YIBADA

Nintendo NX 2016 Launch To Work To Nintendo’s Advantage? What Are The Implications?

| Oct 24, 2015 05:38 AM EDT

A Nintendo logo and its game characters are displayed at an electronics retail shop in Tokyo on July 29, 2015.

Giving up on Wii U too early could distant avid fans, but if dealt with rightly, a 2016 release could work to Nintendo's advantage by reversing the company's home console sales.

Latest rumors have been around Nintendo's yet-mysterious NX console, with the wall Street Journal suggesting that some developers are already working on dev kits, according to Games Industry.

The kits are meant for a system that puts together elements of portable and home consoles, competes with Sony and Microsoft devices with regard to processing power and is slated for a 2016 launch.

However, the report seems quite confident of the 2016 schedule, so it is crucial to look at the implications of the launch.

In the first place, the implication is that the Wii U perceives its last first-party games by the end of 2016. In the same way it released in late 2012, this will give the system a four year period, during which it will have attained approximately 12 million unit sales; 15 million may be likely is it is discounted and gets a late wave of support this Christmas or next year.
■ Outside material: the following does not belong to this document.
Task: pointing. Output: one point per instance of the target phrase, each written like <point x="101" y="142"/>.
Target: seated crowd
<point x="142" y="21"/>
Either way, Wii U will be remembered as Nintendo's worst selling home console.

According to a different report from the same publication, Nintendo must be considering some of those games and imagining the best way to emerge commercially and probably innovatively as NX launch titles. The Zelda game, specifically, feels like a shoo-in for the Nintendo NX.

Four years may be very short for a console, and a few critics are already lamenting this situation on the baseline, but this is totally natural. The original Xbox, for instance, lasted almost exactly four years before the launch of Xbox 360, and five years was considered aggregate for a console generation.

While for years is not great by any means, it is not without precedent and the problem, apparently, should be cushioned by the quality of the software library the system has developed in that time.